During the 24 years I worked as a psychologist in family medicine, I heard many complaints about patients’ family members gumming up the healthcare system in various ways. For instance:
“My patient’s wife keeps asking me to do things I can’t do—like arrange for her husband to live elsewhere—and taking up my time with frequent phone calls,” vented one physician.
“I think the adult children are stealing and abusing my patient’s pain meds,” said another.
“The family members won’t decide about changing the patient’s code status,” said a third, “and are making our hospital team continue life supports we know won’t change the ultimate outcome.”
These were the gripes of frustrated clinicians. They were not daily reactions but occurred often enough to suggest a widespread professional leeriness towards families. At its most harsh, patients’ family relatives were viewed as nuisances or worse—unrealistic, demanding, self-serving and untrustworthy. They were occasionally condemned for upending plans, obstructing patient-provider relationships, and unfairly impugning doctors who didn’t agree with them. Many healthcare providers maintained cordial relations with family members but minimized deeper engagement as nearly antithetical to “patient-centered care.” If asked whether families help or hinder healthcare, these providers would probably contend that, on balance, they make professionals’ jobs more difficult and cost the system essential dollars through reduced efficiency.
That’s not the bet, though, currently being made by some of the nation’s biggest health insurance companies, including United Healthcare, Centene, AmeriHealth Caritas, and others, who have launched pilot caregiver support programs, especially for family members whose loved ones are receiving managed Long-Term Services and Supports. The insurers are looking at our rapidly aging society and the rocketing growth of home- and community-based services and believe that it is those sometimes-maligned family members whose valiant efforts can be the difference between chronically ill subscribers bouncing about ERs, hospitals and nursing homes and remaining safe and sound in their own homes. They believe that well-trained, devoted and hardy family caregivers, primed to partner with willing healthcare and social service providers, may be the key to holding down healthcare and long-term care costs.
On what grounds are the insurers basing their bets? Research—and perhaps a little wishful thinking. There is existing data to demonstrate that engaged family caregivers can help patients with dementia and other progressive conditions live as well as possible outside of institutions. But, historically, most family caregiver research has focused on the impact of caregiving on family members’ well-being and not on patients’ healthcare utilization. We need more research on which elements of family caregiver support yield the greatest decreases in patient utilization and costs.
It is worth reviewing what little we have in hand, however, because it is promising. Everyone points to the classic 2006 Neurology study by NYU epidemiologist Mary Mittelman and colleagues entitled “Improving Caregiver Well-Being Delays Nursing Home Placement of Patients With Alzheimer’s Disease” (https://www.ncbi.nlm.nih.gov/pubmed/17101889). It describes how a six-session individual and family counseling and support intervention, along with phone contact as needed, forestalled institutionalization of patients with dementia by 557 days on average—likely an over $150,000 savings per patient in today’s Medicaid costs. To many observers, it proved definitively that a proactive investment in family support could pay big dividends in the long run.
More recent studies on the impact of caregiver functioning on patient utilization lack the dramatic punch of Mittelman’s breakthrough work but are worth noting. In 2016, the National Bureau of Economic Research put out a White Paper, “What is the Marginal Benefit of Payment-Induced Family Care?”, which found that paying patients’ family members money to provide home-based care ultimately saved Medicaid significant sums. Patients tended to by family members had better health outcomes—including fewer bedsores, respiratory infections and urinary tract infections—and consequent lower healthcare utilization, compared to a control group with standard professional care, because their family caregivers effectively served as round-the-clock primary prevention and an early-warning system for acute medical problems.

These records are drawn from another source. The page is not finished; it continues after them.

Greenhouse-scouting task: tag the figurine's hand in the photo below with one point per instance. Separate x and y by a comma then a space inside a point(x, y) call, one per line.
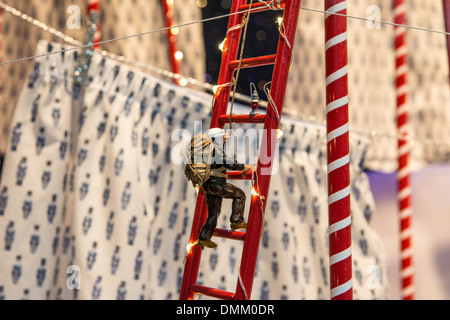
point(247, 168)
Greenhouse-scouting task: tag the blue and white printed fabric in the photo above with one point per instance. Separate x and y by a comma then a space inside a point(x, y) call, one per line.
point(94, 205)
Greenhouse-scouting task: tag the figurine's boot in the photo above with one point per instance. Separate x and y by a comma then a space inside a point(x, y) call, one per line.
point(238, 207)
point(214, 203)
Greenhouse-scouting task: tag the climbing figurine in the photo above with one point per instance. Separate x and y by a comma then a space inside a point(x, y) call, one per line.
point(206, 167)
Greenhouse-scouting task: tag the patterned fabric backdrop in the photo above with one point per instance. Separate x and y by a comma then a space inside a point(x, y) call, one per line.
point(95, 194)
point(119, 18)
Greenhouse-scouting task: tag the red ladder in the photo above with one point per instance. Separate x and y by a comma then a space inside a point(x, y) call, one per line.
point(271, 120)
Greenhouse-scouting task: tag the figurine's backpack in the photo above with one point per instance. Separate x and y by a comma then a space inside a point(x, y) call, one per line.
point(198, 160)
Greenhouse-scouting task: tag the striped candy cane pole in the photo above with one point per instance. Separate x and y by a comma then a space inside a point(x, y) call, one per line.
point(338, 151)
point(94, 7)
point(404, 188)
point(446, 5)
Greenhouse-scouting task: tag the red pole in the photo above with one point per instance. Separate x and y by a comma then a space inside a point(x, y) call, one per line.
point(338, 149)
point(403, 181)
point(446, 5)
point(174, 54)
point(94, 7)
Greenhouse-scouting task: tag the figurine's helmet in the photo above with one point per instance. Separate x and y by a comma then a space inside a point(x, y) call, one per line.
point(217, 134)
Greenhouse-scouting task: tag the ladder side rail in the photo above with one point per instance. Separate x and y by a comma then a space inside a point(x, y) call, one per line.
point(268, 148)
point(230, 53)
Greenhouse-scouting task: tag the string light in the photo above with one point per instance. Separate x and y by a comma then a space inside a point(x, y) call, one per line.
point(222, 45)
point(190, 246)
point(189, 249)
point(179, 55)
point(370, 133)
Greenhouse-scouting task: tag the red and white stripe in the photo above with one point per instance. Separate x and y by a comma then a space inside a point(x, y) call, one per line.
point(94, 6)
point(446, 7)
point(338, 151)
point(403, 174)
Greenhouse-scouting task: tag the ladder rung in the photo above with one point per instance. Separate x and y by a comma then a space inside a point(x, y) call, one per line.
point(260, 6)
point(242, 118)
point(253, 62)
point(211, 292)
point(229, 234)
point(237, 175)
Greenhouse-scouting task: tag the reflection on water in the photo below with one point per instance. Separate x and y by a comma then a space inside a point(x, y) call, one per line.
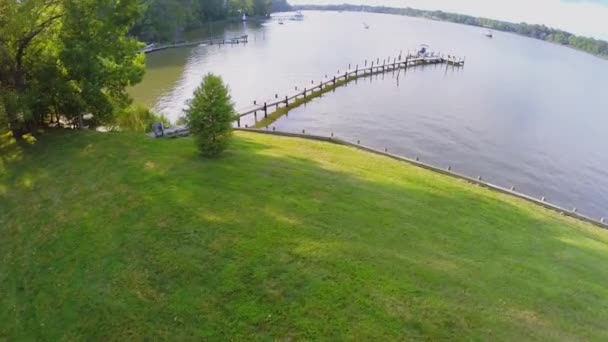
point(521, 112)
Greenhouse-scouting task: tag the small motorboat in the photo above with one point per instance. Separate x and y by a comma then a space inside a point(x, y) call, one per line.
point(424, 51)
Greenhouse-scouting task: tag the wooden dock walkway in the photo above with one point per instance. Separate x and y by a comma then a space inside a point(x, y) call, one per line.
point(217, 41)
point(375, 67)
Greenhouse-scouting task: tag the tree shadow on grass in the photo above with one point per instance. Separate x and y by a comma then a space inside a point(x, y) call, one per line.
point(270, 242)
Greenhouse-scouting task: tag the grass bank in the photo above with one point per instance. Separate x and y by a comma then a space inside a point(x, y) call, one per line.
point(117, 236)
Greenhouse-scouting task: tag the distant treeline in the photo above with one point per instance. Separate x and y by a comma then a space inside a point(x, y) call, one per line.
point(591, 45)
point(164, 20)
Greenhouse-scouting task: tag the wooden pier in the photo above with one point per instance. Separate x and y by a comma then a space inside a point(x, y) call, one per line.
point(375, 67)
point(218, 41)
point(371, 68)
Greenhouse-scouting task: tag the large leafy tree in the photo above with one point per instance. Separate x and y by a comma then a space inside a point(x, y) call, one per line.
point(66, 57)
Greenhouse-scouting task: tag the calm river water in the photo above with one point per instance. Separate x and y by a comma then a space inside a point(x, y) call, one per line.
point(521, 113)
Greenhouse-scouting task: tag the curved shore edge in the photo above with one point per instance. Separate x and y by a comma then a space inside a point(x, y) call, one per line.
point(477, 181)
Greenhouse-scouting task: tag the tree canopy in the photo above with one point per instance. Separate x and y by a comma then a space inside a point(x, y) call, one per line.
point(591, 45)
point(64, 58)
point(210, 115)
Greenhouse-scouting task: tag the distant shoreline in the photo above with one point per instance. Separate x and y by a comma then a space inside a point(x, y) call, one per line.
point(539, 32)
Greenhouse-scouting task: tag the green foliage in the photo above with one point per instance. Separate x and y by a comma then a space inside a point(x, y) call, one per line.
point(68, 58)
point(138, 118)
point(111, 237)
point(591, 45)
point(210, 115)
point(165, 20)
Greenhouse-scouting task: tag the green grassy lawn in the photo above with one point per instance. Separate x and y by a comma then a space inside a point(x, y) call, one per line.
point(121, 237)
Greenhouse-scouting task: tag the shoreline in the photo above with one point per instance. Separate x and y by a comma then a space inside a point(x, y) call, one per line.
point(601, 223)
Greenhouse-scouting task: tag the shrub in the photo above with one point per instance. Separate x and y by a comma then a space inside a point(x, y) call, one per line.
point(210, 114)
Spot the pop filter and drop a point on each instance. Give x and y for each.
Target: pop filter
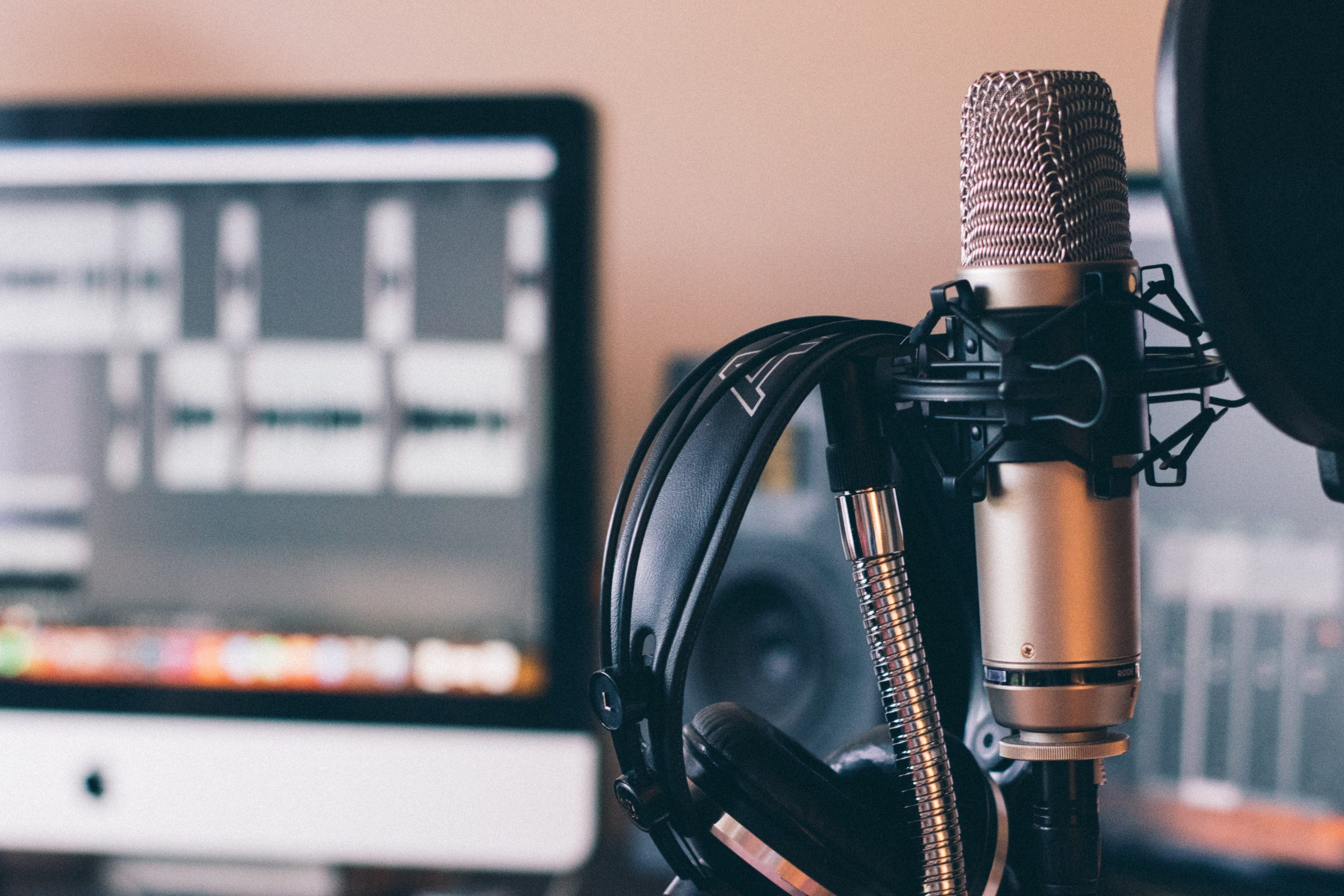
(1251, 127)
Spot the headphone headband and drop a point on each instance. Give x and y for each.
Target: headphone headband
(692, 476)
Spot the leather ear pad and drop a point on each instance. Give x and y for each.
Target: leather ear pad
(867, 769)
(797, 804)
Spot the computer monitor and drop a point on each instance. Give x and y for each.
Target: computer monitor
(1235, 747)
(296, 472)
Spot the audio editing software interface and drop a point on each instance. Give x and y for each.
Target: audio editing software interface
(273, 416)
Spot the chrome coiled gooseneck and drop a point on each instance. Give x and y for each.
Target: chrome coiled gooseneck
(874, 544)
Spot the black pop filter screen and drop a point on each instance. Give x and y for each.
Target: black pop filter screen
(1251, 114)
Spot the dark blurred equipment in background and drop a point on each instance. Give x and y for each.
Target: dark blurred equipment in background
(1251, 124)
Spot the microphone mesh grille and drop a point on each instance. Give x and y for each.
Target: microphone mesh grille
(1042, 171)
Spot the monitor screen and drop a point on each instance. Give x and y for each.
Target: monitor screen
(275, 417)
(1235, 741)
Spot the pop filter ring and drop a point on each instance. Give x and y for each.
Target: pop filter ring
(1205, 233)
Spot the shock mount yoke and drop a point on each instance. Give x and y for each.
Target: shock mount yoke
(1054, 383)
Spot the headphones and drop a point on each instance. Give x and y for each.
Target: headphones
(734, 805)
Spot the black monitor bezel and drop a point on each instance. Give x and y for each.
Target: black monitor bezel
(568, 125)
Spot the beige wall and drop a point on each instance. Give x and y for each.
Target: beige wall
(760, 159)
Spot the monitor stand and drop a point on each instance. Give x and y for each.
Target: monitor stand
(164, 878)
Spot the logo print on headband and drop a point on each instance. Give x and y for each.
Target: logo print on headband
(759, 379)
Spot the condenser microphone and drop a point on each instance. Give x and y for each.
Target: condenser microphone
(1045, 219)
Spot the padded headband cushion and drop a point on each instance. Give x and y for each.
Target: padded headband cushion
(796, 804)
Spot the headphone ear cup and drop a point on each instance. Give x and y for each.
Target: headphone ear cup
(795, 806)
(867, 769)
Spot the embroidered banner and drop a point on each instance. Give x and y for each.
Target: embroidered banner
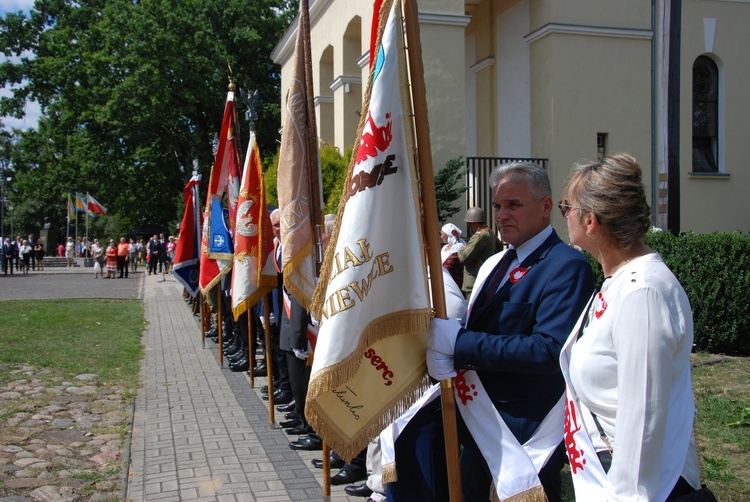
(372, 299)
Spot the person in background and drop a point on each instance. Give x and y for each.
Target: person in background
(17, 254)
(7, 257)
(39, 253)
(133, 256)
(98, 253)
(154, 254)
(70, 252)
(482, 244)
(32, 244)
(170, 254)
(627, 361)
(452, 244)
(123, 251)
(25, 252)
(111, 260)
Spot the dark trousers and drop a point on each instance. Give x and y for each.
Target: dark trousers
(299, 377)
(122, 265)
(420, 463)
(152, 264)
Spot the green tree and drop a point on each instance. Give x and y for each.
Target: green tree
(447, 189)
(131, 93)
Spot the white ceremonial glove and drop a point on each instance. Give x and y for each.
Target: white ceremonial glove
(443, 334)
(439, 365)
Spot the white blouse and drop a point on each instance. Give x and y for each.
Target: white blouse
(631, 367)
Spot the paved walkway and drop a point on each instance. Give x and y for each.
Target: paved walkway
(200, 432)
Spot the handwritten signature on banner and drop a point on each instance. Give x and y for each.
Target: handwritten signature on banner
(346, 396)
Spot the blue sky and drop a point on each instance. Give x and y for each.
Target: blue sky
(15, 5)
(32, 109)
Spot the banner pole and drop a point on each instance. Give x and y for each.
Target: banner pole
(432, 234)
(220, 327)
(251, 347)
(269, 357)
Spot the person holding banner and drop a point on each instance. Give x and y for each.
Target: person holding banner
(627, 362)
(505, 359)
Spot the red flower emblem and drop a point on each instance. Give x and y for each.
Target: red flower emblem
(517, 273)
(602, 306)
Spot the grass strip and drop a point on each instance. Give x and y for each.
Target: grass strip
(75, 337)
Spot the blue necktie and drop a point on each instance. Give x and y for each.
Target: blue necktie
(496, 278)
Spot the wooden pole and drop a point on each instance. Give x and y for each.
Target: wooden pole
(203, 318)
(250, 349)
(269, 358)
(326, 471)
(432, 234)
(220, 327)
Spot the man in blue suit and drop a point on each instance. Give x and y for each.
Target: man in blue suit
(524, 305)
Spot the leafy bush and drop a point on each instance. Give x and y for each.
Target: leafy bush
(270, 177)
(446, 190)
(333, 167)
(714, 270)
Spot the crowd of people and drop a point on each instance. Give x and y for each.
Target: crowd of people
(22, 255)
(111, 259)
(593, 375)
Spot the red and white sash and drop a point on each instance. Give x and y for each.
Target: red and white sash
(514, 467)
(589, 478)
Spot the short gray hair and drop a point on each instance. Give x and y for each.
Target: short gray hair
(530, 172)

And a 2016 study by Johns Hopkins epidemiologist David Roth and colleagues—“Medicare Claims Indicators of Healthcare Utilization Differences After Hospitalization for Ischemic Stroke: Race, Gender and Caregiving Effects” cites having a family caregiver as one factor leading to patients requiring fewer hospital days, ER admissions and primary care visits after they had been hospitalized for stroke.
So can families reduce healthcare costs? Probably, though we need many more robust studies with different populations to settle the question. I’m hoping that the insurers who are now rolling out enhanced family caregiver support programs around the country are rigorously evaluating whether these programs actually lower patient utilization and, if so, how.
The insurers’ programs would be greatly boosted if healthcare professionals also embraced family members as partners in care. Research alone won’t bring about that change in providers’ attitudes and behaviors—at least not in the short term. It will take transforming our patient-centric medical culture over the long haul through workforce development, perhaps by matching young learners during their graduate school programs with, say, the spouses of home-bound patients with dementia to show them who is really doing heroic work on the frontlines of healthcare. Only then will our professionals join our insurers in getting behind the nascent power of our families.